By the time the draft picks complete the rookie minicamp, it would be a matter of a couple of weeks before the credit from Baas' contract would be available to use to sign the draft class with money to spare.


Safety Antrel Rolle

When the Giants signed Antrel Rolle in 2010, his five-year, $37 million deal was an NFL record for a safety at the time.

The Giants have certainly gotten their money’s worth from Rolle. He’s not only a locker room leader, he hasn’t missed a NFL game and has traditionally performed at a high level, finishing as the Giants' defensive leader in total tackles in each of the last three seasons.  

Rolle’s $9.25 million cap figure is currently  the third highest on the team. Because he’s in the final year of his contract and is coming off a Pro Bowl season, the Giants should be able to get some cap relief if they extend his contract.

The question is how long would they consider extending the contract of a player who will be 32 by the time the 2014 season ends.

The answer could hinge on the following factors.

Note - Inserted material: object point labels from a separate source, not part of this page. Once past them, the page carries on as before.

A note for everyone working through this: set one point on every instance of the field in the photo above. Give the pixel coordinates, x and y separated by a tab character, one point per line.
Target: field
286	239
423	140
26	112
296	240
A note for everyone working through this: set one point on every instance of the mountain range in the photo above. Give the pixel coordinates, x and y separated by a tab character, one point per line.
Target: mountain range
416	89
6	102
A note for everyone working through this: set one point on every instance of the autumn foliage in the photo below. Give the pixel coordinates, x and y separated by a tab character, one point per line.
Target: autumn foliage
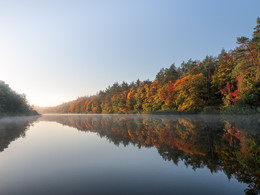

First, how close is Cooper Taylor, whom they drafted last year in the fifth round, to being ready to step into a larger role? Considering Taylor lost chunks of his rookie season due to injuries, he might need more time to develop.

What about Will Hill, the talented safety who has had some off-field issues? If Hill were to slip up again, will the Giants send him packing?

Then there’s Stevie Brown, currently an unrestricted free agent who’s coming back from a torn ACL. How long will it take for him to be able to contribute if he re-signs?

Sure the Giants could look outside of the team if they wanted to make a clean break from Rolle. However, you don’t cut a guy who was arguably the team’s best defensive player for all 16 games. 

If the Giants were to extend Rolle, I think the approach they might take is to lower his $7 million base salary by $1-$1.5 million per year of the planned extension and front him that money. That would allow them to spread that, as well as any new bonus money received as part of the extension, over the remaining life of the contract.

If the Giants think they can only get another solid year or two out of Rolle, they can also convert part of his base salary into upfront money and insert voidable years or give him an option bonus.

Per Joel Corry of the National Football Post, an option bonus is “an additional signing bonus that’s usually paid in the second or third year of a contract to exercise later years in the deal.”

Like a signing bonus, an option bonus is prorated over the life of a contract for a maximum of five years if it’s exercised.